Hosoda et al. have shown that two genistein glucuronides, G-7-G and G-4’-G were present in human plasma samples after oral administration of kinako (baked soybean powder), and G-7-G was eluted faster than G-4’-G in a reversed phase HPLC system (retention time was about 6 min for G-7-G and 7 min for G-4’-G, respectively) [9]. Doerge et al. has shown that genistein can generate two single-glucuronides (G-7-G and G-4’-G) when using recombinant human UGT isoforms 1A1, 1A9 and 1A10. They also found that G-7-G was eluted faster than G-4’-G in a reversed phase HPLC system (retention time was about 11.6 min for G-7-G and 13 min for G-4’-G, respectively).
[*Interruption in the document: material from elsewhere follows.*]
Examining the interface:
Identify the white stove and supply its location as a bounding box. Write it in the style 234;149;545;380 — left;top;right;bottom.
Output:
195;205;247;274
Moreover, they found after 2 h incubation that G-7-G was the predominant glucuronide in glucuronidation reaction catalyzed by expressed human UGT1A1, 1A9 and 1A10 with the formation ratios (G-7-G/G-4’-G) of 11.2, 11.1 and 2.5, respectively [8].
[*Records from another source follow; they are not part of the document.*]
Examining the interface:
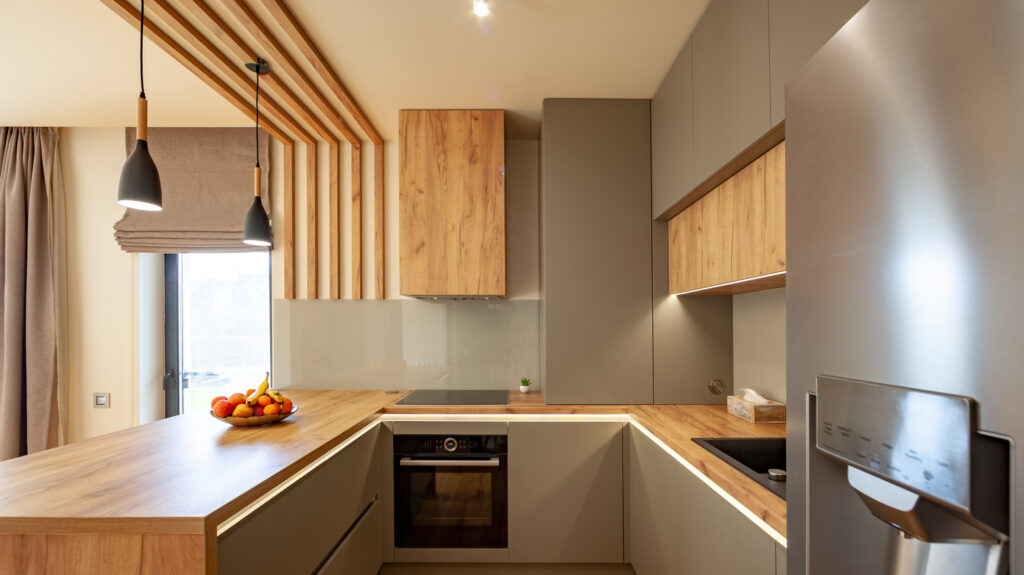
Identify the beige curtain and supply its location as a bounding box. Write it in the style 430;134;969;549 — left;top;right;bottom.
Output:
114;128;270;254
0;128;61;460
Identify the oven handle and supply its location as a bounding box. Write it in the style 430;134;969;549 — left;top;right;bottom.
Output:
398;457;502;468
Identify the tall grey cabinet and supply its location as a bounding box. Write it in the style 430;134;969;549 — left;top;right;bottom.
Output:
541;99;653;403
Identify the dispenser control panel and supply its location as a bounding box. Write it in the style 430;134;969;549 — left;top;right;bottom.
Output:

In the present study, we found that two glucuronides (G-1 and G-2) are present in mouse blood and perfusate samples. The retention time for G-1 was 1.19 min and for G-2 1.44 min. To identify these two glucuronides, we performed a study similar to Doerge et al. by using recombinant human UGT1A1, 1A9 and 1A10 to measure the formation rates of genistein glucuronides. We found that after 2 h incubation period, the formation ratios (G-1/G-2) were 136, 9.6 and 2.1 for UGT1A1, 1A9 and 1A10, respectively. Similarly, after 24 h incubation, the formation ratios (G-1/G-2) were 142, 11.6 and 2.9 for UGT1A1, 1A9 and 1A10, respectively (Fig.3). These results along with previous findings from the other laboratory [8] confirmed that G-1 is G-7-G, whereas G-2 is G-4’-G.

Figure 3.

Genistein glucuronidation in recombinant human UGT isoforms. The open bars represent the formation rates of genistein glucuronide-1 (G-1) in UGT1A1, 1A9 and 1A10 after incubation times of 2 h and 24 h, respectively. The black bars represent the formation rates of genistein glucuronide-2 (G-2) in UGT1A1, 1A9 and 1A10 after incubation times of 2 h and 24 h, respectively. It was determined that G-1 was G-7-G and G2 was G-4’-G as described in the “results” section. Each bar represents the average of three determinations and the error bar is the standard deviation of the mean.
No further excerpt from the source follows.